Suddenly, a wall of stone fell away and revealed a small child cowering in the far corner of a blackened room. She had been cowering for who knows how long. It was not just the cowering from suddenly being covered in light, it was the cowering of being afraid and shameful to be seen to exist. Whatever had happened to that child had destroyed her so, so many years ago.Yet despite her terror, her hurt, pain and guilt, which she felt showed so strongly in the battered remains of her facade, she had found the strength to build the beautiful looking frontal to her dwelling place. Such tragic mis-use of strength. She had assumed that people looking at her real, damaged house would have believed it to be her fault, and were embarrassed and angry at her for it looking thus; the area wanted good looking places. She had been too afraid to ask for help to re-build the old - to have the army that attacked her to be removed; somehow she believed herself to have deserved it. For years she had hidden behind the beautiful but empty grandness of the creamy building. She had successfully led the onlookers to believe in her strength and security, but now they understood why the door was always shut.
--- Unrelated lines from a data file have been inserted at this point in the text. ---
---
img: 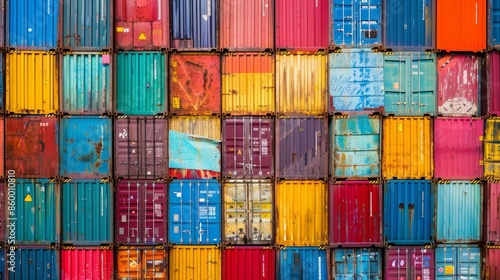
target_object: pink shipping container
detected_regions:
[437,54,480,116]
[434,117,484,180]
How long would it take the little girl to gather the courage and trust to come out of her corner? They knew she couldn’t trust them yet; somewhere out here were the original persecutors and she mustn’t put herself in that position again. But the walls were down and the light, the glorious sunlight, and the clean, clean air were with her at last, and she had all the time she needed to grow and stand strong again. To become a genuinely beautiful house with real welcoming windows, and an opening door to let people in, and out.